TPUs on AI Platform¶

Note

This documentation is currently quite sparse; expect a tutorial soon.

Important

Unlike on Cloud, TPUs on AI Platform only support (as of Dec 2019) Tensorflow versions 1.13 and 1.14. No Jax, no Pytorch.

Caliban has Tensorflow version 2.1 hardcoded internally. Once the range of possible values expands we’ll make this customizable.

See AI Platform’s runtime version list for more detail.

If you supply the --tpu_spec NUM_TPUSxTPU_TYPE argument to your caliban cloud job, AI Platform will configure a worker node with that number of TPUs and attach it to the master node where your code runs.

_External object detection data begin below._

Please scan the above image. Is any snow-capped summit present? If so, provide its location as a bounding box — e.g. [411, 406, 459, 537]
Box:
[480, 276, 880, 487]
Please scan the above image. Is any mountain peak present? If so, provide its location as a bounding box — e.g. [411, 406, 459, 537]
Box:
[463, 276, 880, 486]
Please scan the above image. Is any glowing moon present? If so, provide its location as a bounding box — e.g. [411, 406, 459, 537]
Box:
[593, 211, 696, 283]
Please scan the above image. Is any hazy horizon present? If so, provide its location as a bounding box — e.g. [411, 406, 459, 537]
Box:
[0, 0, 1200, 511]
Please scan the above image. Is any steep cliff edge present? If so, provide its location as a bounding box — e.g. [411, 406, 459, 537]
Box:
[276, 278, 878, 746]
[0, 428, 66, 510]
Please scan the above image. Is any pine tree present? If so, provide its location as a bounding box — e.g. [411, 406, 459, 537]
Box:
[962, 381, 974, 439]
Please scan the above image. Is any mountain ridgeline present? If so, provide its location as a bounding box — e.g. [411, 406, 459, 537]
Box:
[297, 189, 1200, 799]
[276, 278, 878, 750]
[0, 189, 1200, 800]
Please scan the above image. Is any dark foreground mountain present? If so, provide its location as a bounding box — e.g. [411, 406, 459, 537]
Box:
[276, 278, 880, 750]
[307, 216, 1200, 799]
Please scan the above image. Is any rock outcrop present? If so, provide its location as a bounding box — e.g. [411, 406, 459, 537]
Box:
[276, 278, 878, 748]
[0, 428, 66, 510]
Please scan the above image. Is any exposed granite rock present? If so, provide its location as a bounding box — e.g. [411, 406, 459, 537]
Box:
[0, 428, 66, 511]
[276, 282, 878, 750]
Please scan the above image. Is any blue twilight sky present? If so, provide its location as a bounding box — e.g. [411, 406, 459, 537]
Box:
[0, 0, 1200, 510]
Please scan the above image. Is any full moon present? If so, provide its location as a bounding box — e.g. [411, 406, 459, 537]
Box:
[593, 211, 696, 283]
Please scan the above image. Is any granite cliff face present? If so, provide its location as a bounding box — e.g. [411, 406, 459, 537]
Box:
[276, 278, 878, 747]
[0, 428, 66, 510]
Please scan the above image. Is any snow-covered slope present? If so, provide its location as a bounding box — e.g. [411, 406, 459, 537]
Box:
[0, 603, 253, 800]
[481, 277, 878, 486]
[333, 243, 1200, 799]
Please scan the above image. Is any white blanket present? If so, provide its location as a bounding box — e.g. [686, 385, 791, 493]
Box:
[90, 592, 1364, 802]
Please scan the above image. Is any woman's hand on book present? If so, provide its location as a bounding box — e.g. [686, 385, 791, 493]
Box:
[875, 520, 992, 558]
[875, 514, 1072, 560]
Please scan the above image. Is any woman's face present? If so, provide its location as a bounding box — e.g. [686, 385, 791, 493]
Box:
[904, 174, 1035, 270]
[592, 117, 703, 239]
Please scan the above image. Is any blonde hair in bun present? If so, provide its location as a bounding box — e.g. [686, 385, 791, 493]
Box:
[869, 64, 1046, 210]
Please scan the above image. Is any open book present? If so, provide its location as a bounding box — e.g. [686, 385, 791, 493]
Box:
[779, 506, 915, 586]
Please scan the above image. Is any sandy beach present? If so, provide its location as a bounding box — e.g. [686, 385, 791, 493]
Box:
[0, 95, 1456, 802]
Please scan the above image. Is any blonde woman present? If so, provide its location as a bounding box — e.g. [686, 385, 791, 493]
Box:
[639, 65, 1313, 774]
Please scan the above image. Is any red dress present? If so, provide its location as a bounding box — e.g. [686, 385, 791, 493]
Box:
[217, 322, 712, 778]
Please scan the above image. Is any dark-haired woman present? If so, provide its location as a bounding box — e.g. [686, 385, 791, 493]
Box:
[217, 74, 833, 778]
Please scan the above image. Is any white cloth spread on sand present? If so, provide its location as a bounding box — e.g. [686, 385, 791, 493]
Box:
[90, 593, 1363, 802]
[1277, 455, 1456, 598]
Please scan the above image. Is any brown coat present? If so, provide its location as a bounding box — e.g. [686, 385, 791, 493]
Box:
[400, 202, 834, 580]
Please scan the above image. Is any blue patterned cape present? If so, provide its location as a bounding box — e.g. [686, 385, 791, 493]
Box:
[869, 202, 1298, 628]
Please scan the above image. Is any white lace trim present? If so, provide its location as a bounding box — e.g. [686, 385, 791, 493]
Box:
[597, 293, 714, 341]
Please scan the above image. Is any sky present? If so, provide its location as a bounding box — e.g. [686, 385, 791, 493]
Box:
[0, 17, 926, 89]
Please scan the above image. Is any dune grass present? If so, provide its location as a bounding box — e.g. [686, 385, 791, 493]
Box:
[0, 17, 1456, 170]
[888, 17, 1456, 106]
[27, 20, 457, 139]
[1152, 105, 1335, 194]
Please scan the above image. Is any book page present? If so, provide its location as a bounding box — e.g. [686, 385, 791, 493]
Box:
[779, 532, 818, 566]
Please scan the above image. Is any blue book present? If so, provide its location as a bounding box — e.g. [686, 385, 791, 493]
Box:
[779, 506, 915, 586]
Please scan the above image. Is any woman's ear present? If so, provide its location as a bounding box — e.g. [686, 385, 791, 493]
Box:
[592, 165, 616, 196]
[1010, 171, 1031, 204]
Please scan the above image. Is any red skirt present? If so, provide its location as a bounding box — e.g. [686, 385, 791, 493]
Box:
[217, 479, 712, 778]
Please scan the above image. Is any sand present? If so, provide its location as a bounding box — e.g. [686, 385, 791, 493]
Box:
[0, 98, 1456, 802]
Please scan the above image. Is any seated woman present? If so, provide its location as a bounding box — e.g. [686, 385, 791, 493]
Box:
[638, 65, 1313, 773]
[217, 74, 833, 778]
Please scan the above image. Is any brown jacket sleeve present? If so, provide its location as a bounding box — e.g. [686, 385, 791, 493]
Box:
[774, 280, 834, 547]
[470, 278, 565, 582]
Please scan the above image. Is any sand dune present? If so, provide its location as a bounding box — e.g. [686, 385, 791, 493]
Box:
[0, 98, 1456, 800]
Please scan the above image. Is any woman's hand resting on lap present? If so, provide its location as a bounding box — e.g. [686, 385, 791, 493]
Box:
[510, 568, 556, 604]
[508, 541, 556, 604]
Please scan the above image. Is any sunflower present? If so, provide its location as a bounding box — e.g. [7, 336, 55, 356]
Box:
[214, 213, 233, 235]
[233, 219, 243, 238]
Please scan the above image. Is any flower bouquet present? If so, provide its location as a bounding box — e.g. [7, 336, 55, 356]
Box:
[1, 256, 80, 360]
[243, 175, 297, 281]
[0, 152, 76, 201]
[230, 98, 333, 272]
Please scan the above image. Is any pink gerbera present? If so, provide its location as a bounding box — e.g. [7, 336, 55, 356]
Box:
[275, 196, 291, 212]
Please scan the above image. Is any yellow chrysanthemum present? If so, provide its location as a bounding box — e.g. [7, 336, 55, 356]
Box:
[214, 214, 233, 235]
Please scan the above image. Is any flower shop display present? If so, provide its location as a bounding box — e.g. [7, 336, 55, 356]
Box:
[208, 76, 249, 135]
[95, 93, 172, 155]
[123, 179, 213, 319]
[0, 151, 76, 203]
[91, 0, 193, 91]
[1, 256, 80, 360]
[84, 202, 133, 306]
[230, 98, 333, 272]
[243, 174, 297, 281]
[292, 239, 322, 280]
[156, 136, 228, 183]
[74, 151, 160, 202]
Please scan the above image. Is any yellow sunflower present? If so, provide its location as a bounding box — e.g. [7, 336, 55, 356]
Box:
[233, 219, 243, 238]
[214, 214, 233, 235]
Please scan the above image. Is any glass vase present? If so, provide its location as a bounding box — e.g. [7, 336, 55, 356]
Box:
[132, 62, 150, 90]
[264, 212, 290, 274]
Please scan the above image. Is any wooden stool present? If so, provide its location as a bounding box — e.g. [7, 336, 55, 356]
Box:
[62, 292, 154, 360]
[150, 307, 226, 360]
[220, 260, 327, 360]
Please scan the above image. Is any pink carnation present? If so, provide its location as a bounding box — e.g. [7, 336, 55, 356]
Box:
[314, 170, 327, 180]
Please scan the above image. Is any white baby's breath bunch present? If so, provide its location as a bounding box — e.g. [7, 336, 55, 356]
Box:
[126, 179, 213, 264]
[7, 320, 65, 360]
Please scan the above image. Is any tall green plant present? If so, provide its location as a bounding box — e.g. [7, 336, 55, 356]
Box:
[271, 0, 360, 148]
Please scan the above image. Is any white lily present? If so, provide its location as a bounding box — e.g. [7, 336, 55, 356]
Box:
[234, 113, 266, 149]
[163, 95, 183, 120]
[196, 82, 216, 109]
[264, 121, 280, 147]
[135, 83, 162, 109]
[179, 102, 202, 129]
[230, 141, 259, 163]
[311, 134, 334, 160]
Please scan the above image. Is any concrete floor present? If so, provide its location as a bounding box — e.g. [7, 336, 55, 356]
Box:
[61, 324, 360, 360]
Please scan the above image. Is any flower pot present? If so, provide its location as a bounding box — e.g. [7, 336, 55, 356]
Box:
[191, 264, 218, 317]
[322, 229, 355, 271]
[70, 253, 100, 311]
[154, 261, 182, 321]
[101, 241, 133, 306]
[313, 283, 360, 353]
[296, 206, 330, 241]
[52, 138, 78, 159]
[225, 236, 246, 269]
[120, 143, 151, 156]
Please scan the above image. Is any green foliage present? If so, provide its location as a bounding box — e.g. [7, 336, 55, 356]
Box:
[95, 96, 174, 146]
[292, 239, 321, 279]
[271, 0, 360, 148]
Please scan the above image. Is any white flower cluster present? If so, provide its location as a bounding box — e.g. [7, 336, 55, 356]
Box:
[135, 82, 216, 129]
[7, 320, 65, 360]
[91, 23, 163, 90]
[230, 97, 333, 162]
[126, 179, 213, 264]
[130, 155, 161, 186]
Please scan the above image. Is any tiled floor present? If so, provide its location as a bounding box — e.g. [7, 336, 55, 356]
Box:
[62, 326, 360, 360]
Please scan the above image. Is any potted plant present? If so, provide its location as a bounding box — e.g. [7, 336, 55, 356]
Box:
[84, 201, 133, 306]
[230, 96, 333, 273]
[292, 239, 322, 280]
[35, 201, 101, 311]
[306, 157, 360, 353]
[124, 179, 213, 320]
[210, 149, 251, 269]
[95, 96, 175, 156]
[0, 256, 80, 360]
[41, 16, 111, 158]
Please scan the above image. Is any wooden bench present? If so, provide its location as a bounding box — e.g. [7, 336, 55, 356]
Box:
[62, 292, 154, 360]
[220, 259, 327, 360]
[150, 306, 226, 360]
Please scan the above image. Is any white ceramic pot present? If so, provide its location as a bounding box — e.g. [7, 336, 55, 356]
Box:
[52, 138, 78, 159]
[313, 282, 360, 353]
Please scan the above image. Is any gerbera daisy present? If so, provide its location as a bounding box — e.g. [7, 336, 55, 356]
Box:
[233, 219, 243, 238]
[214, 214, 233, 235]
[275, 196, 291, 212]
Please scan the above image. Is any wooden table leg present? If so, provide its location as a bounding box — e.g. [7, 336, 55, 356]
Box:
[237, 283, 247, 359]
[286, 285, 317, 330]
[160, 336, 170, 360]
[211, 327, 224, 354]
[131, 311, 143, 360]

--tpu_spec is compatible with --gpu_spec; the latter configures the master node where your code lives, while the former sets up a separate worker instance.

CPU mode by Default¶

Normally, all jobs default to GPU mode unless you supply --nogpu explicitly. This default flips when you supply a --tpu_spec and no explicit --gpu_spec. In that case, caliban cloud will NOT attach a default GPU to your master instance. You have to ask for it explicitly.

A CPU mode default also means that by default Caliban will try to install the 'cpu' extra dependency set in your setup.py, as described in the Declaring Requirements guide.

Authorizing TPU Access¶

Before you can pass --tpu_spec to a job you’ll need to authorize your Cloud TPU to access your service account. Check out the AI Platform TPU tutorial for detailed steps on how to achieve this.

Example Workflows¶

Next you’ll need to get the repository of TPU examples on your machine.

mkdir tpu-demos && cd tpu-demos
curl https://codeload.github.com/tensorflow/tpu/tar.gz/r1.14 -o r1.14.tar.gz
tar -xzvf r1.14.tar.gz && rm r1.14.tar.gz

Check out the AI Platform TPU tutorial for the next steps, and check back for more detail about how to use that tutorial with Caliban.